India based company Injiri designs handwoven clothing and homeware, focusing on showcasing Indian textiles. A country where traditional textile expertise and techniques is deep rooted in its past. Injiri works to highlight these highly skilled individuals, harnessing the talent of makers across India; from hand dying the yarn, to the bunkers (weavers), and finishing each piece by hand.

The workmanship that goes into hand dying, and hand weaving a length of material, from making the warp and putting in each weft thread by hand allows for an obvious degree of irregularity, but creates an individuality to each piece that brings a real authenticity whereby the process is left to tell a story.
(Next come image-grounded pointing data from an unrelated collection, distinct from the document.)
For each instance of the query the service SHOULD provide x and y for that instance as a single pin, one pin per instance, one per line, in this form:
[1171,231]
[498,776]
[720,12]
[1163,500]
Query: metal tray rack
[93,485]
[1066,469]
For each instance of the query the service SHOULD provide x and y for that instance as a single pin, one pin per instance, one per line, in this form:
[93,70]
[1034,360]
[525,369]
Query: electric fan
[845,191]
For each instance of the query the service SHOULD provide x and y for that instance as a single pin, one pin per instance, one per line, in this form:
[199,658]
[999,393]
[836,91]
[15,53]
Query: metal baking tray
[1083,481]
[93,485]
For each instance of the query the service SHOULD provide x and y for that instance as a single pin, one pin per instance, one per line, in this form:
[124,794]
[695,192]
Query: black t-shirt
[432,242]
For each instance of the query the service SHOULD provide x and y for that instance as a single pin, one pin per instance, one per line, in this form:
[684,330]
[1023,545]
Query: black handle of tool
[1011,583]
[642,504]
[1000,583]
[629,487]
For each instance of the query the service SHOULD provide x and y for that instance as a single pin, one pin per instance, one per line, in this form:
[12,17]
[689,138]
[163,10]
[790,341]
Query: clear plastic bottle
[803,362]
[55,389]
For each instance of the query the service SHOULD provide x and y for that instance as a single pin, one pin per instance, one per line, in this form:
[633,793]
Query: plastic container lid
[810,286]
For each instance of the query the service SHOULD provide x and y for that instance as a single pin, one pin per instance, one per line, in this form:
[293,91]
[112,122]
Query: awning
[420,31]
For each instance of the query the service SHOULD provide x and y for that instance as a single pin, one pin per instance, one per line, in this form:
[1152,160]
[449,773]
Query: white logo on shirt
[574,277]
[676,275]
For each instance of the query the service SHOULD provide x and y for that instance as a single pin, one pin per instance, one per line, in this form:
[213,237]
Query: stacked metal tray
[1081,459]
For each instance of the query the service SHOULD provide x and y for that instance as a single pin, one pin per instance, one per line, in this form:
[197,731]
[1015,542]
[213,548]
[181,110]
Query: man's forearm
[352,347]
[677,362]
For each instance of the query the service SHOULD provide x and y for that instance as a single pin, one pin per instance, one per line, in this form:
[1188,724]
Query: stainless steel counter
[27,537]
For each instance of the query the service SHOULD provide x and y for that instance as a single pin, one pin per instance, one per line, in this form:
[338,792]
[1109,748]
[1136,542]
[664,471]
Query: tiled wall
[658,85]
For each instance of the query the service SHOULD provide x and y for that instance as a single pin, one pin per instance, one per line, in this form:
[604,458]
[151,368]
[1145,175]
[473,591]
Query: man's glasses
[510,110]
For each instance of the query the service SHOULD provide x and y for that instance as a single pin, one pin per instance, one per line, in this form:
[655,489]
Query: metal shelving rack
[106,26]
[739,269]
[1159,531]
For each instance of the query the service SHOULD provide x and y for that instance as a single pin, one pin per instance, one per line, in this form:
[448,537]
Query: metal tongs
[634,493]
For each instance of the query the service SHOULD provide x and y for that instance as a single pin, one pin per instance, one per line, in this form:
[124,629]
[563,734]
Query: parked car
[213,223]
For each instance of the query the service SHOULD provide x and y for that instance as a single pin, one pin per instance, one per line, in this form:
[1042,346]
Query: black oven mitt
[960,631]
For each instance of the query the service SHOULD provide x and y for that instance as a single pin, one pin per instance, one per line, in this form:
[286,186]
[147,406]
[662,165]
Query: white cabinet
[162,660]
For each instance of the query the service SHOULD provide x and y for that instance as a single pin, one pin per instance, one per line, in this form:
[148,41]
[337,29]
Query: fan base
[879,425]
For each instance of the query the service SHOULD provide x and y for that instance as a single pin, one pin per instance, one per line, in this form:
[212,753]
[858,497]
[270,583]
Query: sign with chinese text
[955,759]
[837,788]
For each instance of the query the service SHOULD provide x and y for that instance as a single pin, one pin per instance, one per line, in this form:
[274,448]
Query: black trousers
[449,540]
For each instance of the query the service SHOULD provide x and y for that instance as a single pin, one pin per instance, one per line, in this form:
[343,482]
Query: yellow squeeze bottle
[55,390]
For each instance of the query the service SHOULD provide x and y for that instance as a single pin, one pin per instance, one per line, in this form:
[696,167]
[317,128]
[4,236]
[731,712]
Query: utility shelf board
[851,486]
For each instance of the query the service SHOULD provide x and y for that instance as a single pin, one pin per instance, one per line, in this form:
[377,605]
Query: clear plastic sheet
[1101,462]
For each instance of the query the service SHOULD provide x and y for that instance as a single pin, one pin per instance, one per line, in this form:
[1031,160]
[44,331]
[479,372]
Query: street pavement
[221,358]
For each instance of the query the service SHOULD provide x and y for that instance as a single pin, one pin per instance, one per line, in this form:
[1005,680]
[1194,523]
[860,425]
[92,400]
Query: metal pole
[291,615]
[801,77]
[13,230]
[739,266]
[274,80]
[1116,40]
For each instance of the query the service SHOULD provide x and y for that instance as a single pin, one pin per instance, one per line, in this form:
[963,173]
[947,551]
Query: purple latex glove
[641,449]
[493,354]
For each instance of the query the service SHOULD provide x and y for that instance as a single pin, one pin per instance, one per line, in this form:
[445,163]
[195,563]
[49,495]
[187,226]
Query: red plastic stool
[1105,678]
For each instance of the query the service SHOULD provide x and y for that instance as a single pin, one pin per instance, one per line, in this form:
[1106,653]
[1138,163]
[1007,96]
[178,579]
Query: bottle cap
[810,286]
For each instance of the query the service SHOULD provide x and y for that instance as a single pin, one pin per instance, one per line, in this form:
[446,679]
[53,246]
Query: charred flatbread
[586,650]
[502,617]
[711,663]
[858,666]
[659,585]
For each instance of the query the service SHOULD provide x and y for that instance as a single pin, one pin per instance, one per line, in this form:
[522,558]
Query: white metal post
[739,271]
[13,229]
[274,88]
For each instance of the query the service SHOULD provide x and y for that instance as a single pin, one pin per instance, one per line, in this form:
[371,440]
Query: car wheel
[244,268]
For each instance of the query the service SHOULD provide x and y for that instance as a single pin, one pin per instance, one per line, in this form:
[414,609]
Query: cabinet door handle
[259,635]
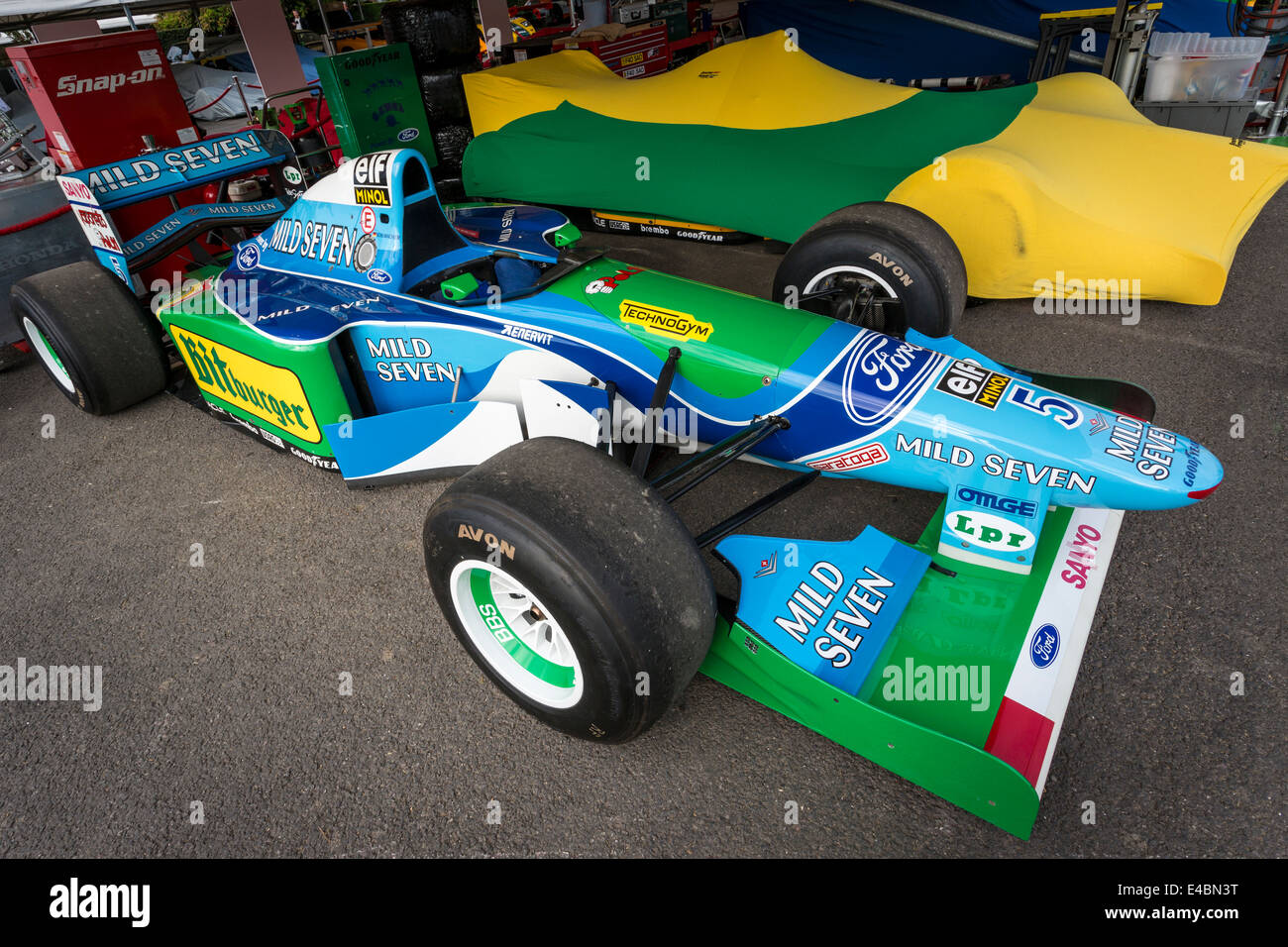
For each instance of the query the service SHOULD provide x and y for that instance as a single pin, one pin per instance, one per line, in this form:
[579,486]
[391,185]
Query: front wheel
[91,337]
[851,262]
[574,585]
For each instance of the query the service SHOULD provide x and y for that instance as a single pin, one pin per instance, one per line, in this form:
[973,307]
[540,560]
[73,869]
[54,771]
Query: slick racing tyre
[896,252]
[90,334]
[574,585]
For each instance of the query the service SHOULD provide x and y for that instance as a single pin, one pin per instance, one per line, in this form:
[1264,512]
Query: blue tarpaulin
[875,43]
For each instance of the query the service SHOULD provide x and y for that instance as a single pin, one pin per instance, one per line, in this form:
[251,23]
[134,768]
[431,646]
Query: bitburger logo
[673,325]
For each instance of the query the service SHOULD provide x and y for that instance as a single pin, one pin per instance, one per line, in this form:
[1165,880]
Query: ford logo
[1044,646]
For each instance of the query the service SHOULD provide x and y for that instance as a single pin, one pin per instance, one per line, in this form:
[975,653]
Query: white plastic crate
[1201,67]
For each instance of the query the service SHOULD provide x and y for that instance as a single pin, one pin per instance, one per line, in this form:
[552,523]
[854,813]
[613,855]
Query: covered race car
[1054,187]
[370,331]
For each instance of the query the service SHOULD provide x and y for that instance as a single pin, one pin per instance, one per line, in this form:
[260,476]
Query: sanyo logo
[110,82]
[991,532]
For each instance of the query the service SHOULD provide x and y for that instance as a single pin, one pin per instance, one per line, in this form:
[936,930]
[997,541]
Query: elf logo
[110,82]
[896,269]
[991,532]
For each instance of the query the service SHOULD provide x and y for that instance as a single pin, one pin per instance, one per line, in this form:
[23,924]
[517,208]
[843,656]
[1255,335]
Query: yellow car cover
[1043,187]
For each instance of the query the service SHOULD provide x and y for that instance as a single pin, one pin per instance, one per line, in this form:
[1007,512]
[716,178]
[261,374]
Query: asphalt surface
[220,684]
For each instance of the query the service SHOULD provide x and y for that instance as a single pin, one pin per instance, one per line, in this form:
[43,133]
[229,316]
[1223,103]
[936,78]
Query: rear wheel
[91,337]
[854,260]
[574,585]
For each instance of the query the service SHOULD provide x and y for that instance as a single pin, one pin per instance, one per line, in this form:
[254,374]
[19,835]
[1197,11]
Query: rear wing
[94,193]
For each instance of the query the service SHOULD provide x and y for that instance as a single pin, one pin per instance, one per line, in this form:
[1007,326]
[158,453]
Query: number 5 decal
[1063,411]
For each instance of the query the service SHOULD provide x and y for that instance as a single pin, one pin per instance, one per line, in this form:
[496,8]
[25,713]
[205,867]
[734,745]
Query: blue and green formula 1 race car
[372,331]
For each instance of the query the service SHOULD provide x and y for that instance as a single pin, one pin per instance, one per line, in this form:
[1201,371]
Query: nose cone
[1150,468]
[1199,471]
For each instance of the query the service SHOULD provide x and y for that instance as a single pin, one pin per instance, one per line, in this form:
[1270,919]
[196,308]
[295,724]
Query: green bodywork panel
[771,182]
[737,342]
[288,390]
[977,617]
[375,101]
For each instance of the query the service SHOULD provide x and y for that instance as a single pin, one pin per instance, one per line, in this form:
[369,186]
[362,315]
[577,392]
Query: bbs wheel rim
[516,635]
[53,364]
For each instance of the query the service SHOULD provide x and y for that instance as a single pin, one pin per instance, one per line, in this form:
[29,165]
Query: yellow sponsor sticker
[673,325]
[266,390]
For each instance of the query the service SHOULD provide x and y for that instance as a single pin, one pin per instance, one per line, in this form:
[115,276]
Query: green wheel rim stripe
[489,612]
A sense of connection between the maker and the consumer somehow makes an item of clothing seem all the more beautiful for the history it holds.

Specialist Scottish knitwear factories, producing some of the highest quality cashmere in the world, have a real understanding of the natural fibres they are working with and makers take care to finish each piece is by hand and to the highest standard. Scottish Fair Isle knitwear, traditional worn by fisherman is made up of intricate and diverse patterns. Traditionally hand knitted by the women of the fishing communities where each region would have their own unique pattern which would be used to differentiate where fisherman came from. Today the same heritage knitwear factories can still be found in the Shetlands today.

Through updated methods and contemporary designs which is interwoven into the threads of tradition, the industry is able to maintain its 21st century relevance. In turn supporting and showcasing the talent of the makers.